Selon le cabinet Actuariat, le basculement des salariés et des pensionnés de l’ONCF, l’OCP et l’ONEE (ces trois organismes représentent 87% de la population de l’article 114 dans le secteur public) risque d’occasionner un surcoût annuel de l’ordre de 180 millions de DH et de créer un déficit du régime AMO dès la première année d’intégration. Une situation totalement contraire à celle qui vaut pour le secteur privé, dont la population de l’article 114 est estimée à 1,72 million à l’horizon 2025. Mais contrairement à ce qu’on pourrait imaginer, leur basculement constituera un gain pour le régime AMO et l’on s’attend à une amélioration sensible de la santé financière de ce régime géré par la CNSS. La question reste tout de même posée quant à l’impact de cette migration et au manque à gagner que les compagnies d’assurances seraient amenées à subir !
Comment éviter le pire ?
Ne se limitant pas au seul exercice de diagnostic et de projection sur les dix prochaines années, le cabinet Actuariat avait également pour mission de dresser une série de mesures censées garantir l’équilibre financier du régime.
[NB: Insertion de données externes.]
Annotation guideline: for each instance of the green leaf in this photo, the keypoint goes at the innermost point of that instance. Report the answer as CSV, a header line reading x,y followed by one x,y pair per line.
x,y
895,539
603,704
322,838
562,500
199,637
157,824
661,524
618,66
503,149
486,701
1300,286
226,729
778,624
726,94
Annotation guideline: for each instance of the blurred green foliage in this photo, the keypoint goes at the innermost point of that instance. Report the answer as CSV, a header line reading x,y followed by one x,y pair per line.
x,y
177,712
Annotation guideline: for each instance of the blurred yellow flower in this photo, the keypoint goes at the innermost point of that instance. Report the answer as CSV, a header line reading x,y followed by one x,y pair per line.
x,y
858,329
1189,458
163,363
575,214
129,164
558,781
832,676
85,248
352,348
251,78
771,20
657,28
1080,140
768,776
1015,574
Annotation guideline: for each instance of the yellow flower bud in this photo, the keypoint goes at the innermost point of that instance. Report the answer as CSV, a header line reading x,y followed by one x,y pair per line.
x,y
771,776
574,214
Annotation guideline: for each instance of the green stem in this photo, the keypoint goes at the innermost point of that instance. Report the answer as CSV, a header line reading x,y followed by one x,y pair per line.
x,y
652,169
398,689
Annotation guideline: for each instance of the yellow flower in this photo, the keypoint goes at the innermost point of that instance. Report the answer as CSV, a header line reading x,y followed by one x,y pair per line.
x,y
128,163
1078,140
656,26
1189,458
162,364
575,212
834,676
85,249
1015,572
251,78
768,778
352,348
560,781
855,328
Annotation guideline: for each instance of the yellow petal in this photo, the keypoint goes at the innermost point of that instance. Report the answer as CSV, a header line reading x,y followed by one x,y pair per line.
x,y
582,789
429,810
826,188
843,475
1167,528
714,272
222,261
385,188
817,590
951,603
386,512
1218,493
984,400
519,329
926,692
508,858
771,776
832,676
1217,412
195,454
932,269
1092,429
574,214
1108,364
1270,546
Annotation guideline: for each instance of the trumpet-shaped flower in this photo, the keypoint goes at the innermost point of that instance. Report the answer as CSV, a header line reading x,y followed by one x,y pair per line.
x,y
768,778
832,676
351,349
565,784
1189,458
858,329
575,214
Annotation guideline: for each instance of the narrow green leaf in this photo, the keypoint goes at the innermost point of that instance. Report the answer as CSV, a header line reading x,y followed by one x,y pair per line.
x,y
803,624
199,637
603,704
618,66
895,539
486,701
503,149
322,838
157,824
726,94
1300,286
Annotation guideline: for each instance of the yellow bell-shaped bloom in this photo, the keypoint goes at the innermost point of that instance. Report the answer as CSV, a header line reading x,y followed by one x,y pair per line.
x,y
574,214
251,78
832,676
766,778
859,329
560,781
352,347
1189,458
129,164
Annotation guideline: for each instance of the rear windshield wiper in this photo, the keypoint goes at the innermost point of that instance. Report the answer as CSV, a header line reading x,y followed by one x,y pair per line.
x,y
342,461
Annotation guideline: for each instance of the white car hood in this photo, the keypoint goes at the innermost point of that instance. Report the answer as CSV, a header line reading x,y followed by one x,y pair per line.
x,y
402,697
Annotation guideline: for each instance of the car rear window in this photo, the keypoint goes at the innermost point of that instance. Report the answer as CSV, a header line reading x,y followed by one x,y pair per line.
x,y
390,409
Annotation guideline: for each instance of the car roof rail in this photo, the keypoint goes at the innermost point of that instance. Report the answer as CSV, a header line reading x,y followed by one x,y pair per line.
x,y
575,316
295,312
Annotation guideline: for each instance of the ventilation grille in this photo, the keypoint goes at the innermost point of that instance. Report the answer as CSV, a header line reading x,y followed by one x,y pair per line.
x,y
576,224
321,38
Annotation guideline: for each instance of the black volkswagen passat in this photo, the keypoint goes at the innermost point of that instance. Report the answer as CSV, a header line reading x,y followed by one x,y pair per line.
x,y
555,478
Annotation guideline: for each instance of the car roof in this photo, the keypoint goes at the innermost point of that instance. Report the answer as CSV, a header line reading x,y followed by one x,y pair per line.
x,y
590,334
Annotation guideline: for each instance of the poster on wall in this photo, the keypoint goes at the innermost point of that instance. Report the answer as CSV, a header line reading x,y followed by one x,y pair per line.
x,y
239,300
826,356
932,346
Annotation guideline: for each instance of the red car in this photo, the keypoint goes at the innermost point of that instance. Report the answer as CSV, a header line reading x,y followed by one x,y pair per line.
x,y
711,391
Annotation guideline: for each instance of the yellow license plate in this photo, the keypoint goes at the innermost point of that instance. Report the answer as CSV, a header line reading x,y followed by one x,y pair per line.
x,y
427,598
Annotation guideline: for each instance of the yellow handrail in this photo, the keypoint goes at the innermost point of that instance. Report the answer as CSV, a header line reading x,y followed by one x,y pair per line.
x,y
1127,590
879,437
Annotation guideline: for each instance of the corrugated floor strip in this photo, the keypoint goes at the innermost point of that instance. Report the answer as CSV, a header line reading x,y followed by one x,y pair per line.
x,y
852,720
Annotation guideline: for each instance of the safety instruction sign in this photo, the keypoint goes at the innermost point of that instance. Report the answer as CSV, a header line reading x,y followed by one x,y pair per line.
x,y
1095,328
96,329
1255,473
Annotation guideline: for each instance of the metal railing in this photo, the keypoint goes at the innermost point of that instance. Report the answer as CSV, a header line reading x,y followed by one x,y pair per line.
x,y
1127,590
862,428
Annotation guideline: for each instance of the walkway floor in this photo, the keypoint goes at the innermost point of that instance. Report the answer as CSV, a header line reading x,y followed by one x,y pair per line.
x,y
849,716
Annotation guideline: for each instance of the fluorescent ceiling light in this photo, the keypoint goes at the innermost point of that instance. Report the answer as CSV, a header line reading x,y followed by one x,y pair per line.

D’abord, les experts pointent du doigt les charges liées aux traitements des affections longue durée (ALD) et des affections longues et coûteuses (ALC) qui, à leurs yeux, risquent de représenter les deux tiers de l’AMO du secteur public à l’horizon 2025. «L’ANAM, le ministère de la Santé et les organismes gestionnaires peuvent mettre en place un observatoire ou un centre d’études dédié à la veille sur l’évolution du phénomène et à la recherche de solutions innovantes et adaptées au contexte marocain», suggère l’étude en encourageant les décideurs de la politique du médicament à avoir une vision réalisable pour une bonne maîtrise des prix des médicaments liés au traitement des ALD/ALC.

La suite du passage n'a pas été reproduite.